Correlation between echocardiographic ventricular function and stem cell content.
Fig 4.
DNA replication occurs in stromal cells but not in existing cardiomyocytes in HLHS and in TF.
a, ventricular samples from HLHS RV, HLHS LV, and TF immunostained for cardiomyocyte α-actinin and PH3. b, the % of non-cardiomyocytes that were PH3-positive was higher in TF than in HLHS. PH3+ nuclei with minimum 90% cardiomyocyte overlap, considered as PH3+ cardiomyocytes (CM), were not detectable in any heart samples. Counts in non-CMs were normalized to total nuclei per field of view, shown as mean + SEM, and compared by one-way ANOVA and post-hoc Tukey's pairwise comparisons test. Scale bar = 20 microns. Blue = DAPI, red = PH3, green = α-actinin.
Fig 5.
Schematic representation of differentiation capacity in LV and RV in HLHS.

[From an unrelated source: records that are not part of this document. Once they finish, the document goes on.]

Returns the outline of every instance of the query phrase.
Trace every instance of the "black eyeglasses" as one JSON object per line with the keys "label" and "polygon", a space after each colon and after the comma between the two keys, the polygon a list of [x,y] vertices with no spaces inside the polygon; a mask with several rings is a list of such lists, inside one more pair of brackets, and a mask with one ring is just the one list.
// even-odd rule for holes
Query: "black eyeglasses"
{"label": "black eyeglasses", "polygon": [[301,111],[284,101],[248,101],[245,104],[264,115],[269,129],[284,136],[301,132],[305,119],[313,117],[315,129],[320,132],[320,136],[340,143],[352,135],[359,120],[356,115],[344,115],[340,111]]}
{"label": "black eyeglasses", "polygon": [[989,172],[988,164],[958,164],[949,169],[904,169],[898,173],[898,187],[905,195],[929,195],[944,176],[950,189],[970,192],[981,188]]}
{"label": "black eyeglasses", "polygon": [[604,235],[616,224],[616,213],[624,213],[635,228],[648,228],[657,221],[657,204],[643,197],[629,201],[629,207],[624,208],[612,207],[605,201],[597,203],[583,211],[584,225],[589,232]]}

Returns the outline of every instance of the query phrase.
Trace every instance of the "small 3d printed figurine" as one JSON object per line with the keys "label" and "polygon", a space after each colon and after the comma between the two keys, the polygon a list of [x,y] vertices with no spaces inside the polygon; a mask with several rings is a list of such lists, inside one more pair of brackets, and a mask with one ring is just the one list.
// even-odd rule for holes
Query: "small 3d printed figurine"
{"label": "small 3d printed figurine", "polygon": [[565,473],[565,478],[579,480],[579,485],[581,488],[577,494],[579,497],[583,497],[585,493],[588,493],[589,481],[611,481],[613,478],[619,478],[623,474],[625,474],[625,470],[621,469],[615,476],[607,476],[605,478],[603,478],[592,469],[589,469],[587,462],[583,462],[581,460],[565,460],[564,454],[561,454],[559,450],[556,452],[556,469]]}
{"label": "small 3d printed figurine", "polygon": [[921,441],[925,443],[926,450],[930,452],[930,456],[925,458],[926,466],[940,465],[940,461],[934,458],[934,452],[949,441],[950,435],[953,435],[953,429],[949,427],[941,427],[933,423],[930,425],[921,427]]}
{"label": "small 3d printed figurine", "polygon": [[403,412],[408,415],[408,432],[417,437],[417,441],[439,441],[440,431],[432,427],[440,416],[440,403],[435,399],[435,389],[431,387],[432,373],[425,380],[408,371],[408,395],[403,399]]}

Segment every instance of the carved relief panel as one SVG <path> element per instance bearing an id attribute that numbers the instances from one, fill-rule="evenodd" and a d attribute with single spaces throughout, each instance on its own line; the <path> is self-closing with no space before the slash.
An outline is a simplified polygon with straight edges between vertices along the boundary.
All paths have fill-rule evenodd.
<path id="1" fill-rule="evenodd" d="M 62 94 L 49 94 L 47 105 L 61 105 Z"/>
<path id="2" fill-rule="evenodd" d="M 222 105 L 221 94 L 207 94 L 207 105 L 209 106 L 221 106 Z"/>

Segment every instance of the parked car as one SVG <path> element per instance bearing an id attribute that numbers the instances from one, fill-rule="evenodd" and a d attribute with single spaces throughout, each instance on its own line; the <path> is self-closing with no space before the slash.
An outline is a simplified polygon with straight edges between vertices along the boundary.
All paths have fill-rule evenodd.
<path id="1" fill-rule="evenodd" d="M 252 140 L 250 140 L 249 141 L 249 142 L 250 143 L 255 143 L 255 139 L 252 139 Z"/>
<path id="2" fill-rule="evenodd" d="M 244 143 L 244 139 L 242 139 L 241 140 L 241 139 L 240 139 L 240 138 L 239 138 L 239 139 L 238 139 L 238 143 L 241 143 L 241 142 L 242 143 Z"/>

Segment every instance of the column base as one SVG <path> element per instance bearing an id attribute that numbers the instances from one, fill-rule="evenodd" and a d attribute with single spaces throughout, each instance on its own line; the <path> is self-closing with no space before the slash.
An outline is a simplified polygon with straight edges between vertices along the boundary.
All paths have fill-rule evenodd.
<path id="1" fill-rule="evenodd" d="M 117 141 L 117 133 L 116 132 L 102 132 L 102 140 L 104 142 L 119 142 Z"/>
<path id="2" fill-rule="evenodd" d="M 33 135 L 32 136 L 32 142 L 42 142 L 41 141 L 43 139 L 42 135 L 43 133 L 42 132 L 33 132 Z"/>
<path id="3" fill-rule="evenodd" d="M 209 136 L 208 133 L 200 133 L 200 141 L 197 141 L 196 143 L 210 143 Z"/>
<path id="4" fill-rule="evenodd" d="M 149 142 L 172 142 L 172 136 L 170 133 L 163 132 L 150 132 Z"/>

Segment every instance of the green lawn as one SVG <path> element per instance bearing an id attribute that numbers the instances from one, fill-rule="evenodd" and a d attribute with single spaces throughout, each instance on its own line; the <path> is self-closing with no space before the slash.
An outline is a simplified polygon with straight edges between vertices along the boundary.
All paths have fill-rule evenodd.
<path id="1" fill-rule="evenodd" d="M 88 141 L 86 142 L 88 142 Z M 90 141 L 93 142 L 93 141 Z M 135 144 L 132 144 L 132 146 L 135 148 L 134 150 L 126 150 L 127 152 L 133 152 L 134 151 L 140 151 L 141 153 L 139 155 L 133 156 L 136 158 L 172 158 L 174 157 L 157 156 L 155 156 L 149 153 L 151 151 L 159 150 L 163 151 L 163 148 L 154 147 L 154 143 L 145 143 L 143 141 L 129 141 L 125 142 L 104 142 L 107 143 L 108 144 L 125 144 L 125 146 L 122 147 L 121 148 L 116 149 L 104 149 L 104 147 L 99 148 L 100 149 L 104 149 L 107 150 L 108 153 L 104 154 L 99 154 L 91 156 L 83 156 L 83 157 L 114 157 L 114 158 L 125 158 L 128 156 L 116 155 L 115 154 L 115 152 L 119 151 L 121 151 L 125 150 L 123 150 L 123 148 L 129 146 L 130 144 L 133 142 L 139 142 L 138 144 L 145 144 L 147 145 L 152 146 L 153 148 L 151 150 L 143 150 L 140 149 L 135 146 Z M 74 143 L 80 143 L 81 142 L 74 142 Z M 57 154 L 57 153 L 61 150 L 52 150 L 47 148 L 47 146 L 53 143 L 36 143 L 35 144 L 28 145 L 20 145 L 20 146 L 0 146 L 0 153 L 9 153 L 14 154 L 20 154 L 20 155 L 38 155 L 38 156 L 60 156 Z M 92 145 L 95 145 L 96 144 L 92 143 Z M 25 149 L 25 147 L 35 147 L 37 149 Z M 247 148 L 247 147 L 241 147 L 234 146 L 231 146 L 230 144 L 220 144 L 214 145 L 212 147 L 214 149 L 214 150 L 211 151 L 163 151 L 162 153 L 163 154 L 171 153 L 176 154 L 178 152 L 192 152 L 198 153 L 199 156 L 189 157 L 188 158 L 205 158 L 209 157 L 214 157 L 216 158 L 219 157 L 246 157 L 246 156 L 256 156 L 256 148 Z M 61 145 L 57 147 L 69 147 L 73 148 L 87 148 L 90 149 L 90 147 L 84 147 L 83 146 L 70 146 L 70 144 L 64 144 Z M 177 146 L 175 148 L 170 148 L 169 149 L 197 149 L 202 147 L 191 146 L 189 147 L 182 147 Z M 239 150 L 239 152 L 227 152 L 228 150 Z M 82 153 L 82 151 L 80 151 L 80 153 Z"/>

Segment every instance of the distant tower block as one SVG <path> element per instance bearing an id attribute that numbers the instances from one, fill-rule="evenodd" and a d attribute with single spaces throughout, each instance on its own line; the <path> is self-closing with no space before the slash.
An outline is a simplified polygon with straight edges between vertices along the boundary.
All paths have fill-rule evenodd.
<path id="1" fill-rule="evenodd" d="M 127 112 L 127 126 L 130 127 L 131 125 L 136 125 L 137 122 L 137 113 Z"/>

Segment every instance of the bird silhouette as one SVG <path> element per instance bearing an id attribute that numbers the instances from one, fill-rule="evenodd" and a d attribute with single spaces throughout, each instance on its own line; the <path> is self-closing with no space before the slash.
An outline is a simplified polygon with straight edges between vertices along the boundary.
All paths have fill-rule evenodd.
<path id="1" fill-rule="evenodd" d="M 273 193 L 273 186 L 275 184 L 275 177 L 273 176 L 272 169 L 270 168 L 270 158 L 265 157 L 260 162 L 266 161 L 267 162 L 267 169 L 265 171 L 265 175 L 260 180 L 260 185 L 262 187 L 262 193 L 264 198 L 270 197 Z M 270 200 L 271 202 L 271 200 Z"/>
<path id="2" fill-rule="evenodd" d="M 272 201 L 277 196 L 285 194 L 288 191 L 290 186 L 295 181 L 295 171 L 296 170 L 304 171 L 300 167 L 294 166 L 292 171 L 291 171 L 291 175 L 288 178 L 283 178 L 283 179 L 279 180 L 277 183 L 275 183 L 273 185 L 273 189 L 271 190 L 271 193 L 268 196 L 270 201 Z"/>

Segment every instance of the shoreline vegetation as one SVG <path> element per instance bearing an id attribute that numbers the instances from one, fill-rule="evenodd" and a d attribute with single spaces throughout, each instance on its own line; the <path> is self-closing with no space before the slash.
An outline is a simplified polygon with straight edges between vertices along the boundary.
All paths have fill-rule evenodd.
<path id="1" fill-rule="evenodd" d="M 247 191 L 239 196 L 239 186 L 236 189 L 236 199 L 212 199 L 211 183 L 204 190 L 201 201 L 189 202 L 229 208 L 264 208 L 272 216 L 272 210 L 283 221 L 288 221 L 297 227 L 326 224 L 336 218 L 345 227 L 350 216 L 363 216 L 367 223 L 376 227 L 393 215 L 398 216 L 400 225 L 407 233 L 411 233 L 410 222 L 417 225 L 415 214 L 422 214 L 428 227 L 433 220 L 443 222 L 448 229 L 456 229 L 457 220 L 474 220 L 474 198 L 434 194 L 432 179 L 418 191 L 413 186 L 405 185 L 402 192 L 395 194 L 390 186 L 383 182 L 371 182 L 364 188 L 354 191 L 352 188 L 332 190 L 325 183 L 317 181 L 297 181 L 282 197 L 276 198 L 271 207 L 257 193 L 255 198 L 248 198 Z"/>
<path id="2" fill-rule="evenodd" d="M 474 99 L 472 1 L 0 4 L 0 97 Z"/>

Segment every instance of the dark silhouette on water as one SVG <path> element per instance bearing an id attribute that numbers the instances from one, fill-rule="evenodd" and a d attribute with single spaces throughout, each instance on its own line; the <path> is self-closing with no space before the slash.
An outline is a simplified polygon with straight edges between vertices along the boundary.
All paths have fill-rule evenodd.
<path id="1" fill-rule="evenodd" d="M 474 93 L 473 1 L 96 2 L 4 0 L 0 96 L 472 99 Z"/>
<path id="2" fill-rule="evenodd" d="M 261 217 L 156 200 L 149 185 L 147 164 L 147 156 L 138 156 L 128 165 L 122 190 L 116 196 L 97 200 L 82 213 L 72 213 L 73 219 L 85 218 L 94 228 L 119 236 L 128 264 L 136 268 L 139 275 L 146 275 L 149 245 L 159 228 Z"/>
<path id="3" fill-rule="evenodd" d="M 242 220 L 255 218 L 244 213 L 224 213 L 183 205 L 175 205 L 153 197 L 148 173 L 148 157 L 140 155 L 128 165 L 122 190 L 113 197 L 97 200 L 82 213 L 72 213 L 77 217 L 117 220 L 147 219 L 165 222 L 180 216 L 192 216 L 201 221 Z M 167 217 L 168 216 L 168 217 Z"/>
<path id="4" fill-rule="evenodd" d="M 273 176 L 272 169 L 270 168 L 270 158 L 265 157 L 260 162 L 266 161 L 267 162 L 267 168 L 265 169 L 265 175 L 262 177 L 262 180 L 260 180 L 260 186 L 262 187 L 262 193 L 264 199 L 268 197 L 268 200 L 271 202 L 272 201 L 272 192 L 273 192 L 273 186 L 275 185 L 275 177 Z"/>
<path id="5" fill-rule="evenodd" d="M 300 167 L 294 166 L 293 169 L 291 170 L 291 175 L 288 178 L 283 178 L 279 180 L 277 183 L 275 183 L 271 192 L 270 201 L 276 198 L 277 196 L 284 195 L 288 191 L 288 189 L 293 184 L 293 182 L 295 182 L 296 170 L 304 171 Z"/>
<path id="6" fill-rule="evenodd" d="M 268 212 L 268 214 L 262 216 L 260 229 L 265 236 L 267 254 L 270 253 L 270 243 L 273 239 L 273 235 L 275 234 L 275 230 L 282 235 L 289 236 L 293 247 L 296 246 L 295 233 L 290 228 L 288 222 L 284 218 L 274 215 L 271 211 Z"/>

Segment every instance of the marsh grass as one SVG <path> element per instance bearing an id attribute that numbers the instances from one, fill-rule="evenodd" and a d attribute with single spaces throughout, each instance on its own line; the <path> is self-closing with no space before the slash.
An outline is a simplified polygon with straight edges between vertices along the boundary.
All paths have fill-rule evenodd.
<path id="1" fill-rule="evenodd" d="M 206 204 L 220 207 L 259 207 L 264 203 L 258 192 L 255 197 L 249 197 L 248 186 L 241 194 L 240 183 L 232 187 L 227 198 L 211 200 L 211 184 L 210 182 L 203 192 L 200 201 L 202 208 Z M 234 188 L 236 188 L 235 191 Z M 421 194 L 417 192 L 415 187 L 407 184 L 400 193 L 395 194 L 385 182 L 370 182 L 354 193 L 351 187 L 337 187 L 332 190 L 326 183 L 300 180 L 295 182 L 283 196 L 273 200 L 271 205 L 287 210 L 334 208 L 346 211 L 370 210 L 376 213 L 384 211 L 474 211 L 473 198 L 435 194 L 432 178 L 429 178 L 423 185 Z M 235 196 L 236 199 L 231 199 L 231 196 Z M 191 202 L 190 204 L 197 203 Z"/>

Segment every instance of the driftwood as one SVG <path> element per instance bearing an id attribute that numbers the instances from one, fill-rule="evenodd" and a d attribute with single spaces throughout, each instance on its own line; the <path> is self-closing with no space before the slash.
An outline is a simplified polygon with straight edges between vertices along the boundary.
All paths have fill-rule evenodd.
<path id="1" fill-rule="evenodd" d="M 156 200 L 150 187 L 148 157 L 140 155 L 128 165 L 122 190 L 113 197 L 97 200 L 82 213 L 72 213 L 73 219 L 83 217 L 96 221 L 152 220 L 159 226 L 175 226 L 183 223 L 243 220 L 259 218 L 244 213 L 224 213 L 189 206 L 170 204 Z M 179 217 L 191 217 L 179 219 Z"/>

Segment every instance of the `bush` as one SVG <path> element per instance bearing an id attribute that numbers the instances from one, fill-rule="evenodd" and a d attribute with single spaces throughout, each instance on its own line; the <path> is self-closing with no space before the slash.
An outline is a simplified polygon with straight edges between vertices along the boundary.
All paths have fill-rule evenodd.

a, C-spheres generated from LV in HLHS are comprised of continuously layered double-positive c-kit+ and vimentin+ cells. C-spheres generate cardiosphere-derived cells which possess adherence properties consistent with a cardiac mesenchymal cell (CMC), and exhibit differentiation capacity into multiple cardiovascular lineage cell types as shown. Immature cardiomyocytes are more frequent in the LV than the RV. b, Excessive RV mechanical stress results in depletion of regenerative capacity in the RV in HLHS. CMCs within HLHS-RV tissue are sparsely distributed on the surface of the tissue fragments and create a non-spherical shape. These cells are vimentin-positive and c-kit-negative and become incompetent for differentiation as a result of stress-induced senescence. CMCs, cardiac mesenchymal cells; EC, endothelial cells; CM, cardiomyocyte; FB, fibroblast; SMC, smooth muscle cell.